1. A projection system, comprising:

a light source for emitting a first light;

a light gathering device, comprising an aperture and a lens, the aperture and the lens receiving the first light in sequence and producing a second light emitted from the light gathering device;

an imaging device, including a field lens and a reflective valve near the field lens, the field lens and the reflective valve receiving the second light in sequence and producing an exit pupil; and

a projection lens having an entrance pupil, the entrance pupil substantially overlapping the exit pupil.

2. The projection system of claim 1, wherein the light gathering device further includes a light path changing unit for changing direction of the second light.

3. The projection system of claim 2, wherein the light path changing unit is composed of two reflector mirrors.

4. The projection system of claim 2, the light path changing unit is a total reflection prism.

5. The projection system of claim 1, wherein the reflective valve is a digital micromirror device.

6. The projection system of claim 1 further including a collimation device for receiving the first light, enabling the first light to form a parallel light.

7. The projection system of claim 6, wherein the collimation device further including a collimator lens and a splicer.

8. The projection system of claim 1, wherein the light source is a planar light source.

9. The projection system of claim 8, wherein the planar light source is a light-emitting diode.

10. The projection system of claim 1, wherein an aperture size is substantially the same with a lens size.

11. The projection system of claim 1, wherein an aspect ratio of the reflective valve is substantially the same with an aspect ratio of an emitting area of the light source.

12. The projection system of claim 1, wherein the aperture is near the lens.

13. The projection system of claim 1, wherein the size of the entrance pupil is greater than or equal to the size of the exit pupil size.

14. The projection system of claim 1, wherein the field lens and the reflective valve together form an equivalent field lens for producing the exit pupil, the field lens, the reflective valve, and the equivalent field lens equivalent to that the field lens and the reflective valve receive the second light in sequence, and the reflective valve reflects the second light to the field lens.

15. The projection system of claim 14, wherein the equivalent field lens has a main plane, a distance between the main plane and the aperture is defined as u, a distance between the main plane and the exit pupil is defined as v, and v/u<1.

16. The projection system of claim 15, wherein focal length of the lens is substantially equal to u.

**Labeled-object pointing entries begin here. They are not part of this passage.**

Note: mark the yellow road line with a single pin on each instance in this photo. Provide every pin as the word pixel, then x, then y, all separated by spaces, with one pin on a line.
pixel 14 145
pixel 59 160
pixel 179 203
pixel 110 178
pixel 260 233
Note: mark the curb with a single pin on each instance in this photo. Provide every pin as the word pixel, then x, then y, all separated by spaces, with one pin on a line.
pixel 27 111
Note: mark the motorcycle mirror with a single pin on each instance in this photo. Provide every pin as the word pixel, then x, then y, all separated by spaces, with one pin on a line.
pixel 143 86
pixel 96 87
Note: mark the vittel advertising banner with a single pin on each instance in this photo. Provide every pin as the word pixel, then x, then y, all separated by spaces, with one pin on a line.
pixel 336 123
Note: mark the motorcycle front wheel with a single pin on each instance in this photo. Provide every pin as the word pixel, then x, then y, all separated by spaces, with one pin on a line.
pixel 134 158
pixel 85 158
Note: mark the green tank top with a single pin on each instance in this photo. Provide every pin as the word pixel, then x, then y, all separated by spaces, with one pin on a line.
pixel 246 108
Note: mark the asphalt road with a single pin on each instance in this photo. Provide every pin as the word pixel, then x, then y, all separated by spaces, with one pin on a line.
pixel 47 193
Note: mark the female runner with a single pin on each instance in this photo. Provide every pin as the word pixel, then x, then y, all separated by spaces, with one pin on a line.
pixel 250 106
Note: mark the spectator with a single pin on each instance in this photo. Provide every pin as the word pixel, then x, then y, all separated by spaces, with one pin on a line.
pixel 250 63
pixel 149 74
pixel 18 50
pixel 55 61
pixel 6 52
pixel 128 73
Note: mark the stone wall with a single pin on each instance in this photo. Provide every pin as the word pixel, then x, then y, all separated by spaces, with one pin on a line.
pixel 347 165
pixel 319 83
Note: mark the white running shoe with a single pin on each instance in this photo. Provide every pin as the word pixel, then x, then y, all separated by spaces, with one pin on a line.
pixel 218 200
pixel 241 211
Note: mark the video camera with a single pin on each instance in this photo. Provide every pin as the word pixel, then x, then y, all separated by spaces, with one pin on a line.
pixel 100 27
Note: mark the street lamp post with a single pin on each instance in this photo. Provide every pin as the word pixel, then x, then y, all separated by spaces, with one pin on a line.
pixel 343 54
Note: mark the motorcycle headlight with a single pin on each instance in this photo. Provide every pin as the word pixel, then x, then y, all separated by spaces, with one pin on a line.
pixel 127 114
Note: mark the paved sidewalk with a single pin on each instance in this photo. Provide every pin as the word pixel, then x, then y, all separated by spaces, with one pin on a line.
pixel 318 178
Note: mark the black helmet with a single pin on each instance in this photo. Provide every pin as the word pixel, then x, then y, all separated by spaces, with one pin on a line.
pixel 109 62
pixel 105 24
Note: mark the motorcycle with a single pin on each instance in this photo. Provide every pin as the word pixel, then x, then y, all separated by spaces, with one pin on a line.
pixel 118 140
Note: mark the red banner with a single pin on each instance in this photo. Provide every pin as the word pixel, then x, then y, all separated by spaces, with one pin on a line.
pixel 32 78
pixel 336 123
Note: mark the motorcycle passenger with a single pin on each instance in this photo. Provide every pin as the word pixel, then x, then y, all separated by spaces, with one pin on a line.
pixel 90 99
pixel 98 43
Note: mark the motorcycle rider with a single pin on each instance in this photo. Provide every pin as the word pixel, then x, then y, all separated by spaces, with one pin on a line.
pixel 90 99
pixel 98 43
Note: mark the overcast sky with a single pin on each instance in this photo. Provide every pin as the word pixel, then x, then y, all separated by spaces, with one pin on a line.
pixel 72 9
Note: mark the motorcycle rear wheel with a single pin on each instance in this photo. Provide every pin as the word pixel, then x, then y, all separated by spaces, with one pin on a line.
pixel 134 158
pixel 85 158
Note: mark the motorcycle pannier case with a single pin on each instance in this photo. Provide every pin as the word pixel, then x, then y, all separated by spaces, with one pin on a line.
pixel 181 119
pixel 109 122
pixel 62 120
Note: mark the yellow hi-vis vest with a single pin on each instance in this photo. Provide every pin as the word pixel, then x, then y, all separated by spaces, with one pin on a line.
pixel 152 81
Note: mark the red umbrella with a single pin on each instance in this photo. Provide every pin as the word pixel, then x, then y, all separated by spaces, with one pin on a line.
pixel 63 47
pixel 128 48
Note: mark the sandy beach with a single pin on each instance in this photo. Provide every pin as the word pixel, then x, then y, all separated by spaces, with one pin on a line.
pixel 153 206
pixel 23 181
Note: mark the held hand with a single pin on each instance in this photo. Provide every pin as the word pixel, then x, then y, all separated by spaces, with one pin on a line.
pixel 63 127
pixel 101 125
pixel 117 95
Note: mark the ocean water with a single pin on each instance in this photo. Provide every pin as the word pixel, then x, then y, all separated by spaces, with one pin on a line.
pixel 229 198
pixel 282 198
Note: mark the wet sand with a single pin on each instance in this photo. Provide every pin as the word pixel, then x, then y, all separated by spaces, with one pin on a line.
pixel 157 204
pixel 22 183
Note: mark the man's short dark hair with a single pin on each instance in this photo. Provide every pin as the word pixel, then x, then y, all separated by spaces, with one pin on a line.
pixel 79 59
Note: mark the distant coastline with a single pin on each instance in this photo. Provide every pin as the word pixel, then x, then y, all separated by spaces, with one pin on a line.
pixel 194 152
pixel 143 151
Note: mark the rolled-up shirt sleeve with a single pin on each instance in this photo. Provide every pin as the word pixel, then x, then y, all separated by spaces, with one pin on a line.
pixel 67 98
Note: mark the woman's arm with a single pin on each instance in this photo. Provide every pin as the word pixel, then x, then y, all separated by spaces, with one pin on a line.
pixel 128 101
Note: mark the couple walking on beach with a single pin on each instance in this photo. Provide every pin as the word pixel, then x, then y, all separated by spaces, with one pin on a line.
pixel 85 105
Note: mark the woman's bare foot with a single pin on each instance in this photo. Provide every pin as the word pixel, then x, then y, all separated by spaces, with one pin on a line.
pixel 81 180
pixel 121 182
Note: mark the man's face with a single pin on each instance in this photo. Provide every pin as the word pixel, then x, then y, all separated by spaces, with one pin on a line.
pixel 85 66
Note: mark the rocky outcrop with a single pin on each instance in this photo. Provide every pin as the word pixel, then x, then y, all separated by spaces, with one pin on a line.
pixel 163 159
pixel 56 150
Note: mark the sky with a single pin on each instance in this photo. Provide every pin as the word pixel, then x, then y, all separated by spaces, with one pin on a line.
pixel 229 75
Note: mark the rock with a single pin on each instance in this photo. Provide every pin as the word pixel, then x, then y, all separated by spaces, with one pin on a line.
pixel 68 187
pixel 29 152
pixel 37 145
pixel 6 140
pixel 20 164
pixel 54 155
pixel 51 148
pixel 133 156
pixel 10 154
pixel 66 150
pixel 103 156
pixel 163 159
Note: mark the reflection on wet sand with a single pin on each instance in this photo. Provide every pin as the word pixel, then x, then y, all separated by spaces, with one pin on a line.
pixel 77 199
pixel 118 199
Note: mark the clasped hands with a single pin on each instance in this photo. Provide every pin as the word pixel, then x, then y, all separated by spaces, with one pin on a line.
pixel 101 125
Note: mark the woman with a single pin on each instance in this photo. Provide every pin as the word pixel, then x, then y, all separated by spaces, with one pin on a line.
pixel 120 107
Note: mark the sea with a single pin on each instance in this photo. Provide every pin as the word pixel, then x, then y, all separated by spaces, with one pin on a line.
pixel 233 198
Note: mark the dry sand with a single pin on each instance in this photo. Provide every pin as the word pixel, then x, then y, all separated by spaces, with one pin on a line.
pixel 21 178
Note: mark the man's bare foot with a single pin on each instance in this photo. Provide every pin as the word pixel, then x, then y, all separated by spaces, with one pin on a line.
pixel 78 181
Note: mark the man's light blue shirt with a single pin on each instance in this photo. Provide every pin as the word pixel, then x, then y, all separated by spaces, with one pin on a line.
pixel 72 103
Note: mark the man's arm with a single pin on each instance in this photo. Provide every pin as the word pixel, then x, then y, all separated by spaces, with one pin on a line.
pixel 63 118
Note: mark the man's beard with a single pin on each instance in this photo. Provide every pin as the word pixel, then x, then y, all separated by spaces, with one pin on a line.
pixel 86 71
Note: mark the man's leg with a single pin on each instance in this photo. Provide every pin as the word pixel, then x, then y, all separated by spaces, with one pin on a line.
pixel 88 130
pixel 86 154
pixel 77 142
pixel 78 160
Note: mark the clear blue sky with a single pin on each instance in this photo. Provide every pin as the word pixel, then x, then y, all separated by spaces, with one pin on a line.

17. An projection system, comprising:

an aperture;

a first lens close to the aperture;

a light path changing unit;

a field lens;

a reflective valve near the field lens, a light passing through the aperture, the lens, and the light path changing unit in sequence, wherein the light direction is changed when passing through the light path changing unit to be projected on the reflective valve to produce a image beam, the image beam passes through the field lens to produce a exit pupil; and

a projection lens, the projection lens having an entrance pupil, the entrance pupil substantially overlapping the exit pupil.

18. The projection system of claim 17, wherein the field lens and the reflective valve together form an equivalent field lens for producing the exit pupil, the field lens, the reflective valve, and the equivalent field lens equivalent to that the field lens and the reflective valve receive the light in sequence, and the reflective valve reflects the image beam to the field lens.

19. The projection system of claim 18, wherein the equivalent field lens has a main plane, a distance between the main plane and the aperture is defined as u, a distance between the main plane and the exit pupil is defined as v, and v/u<1.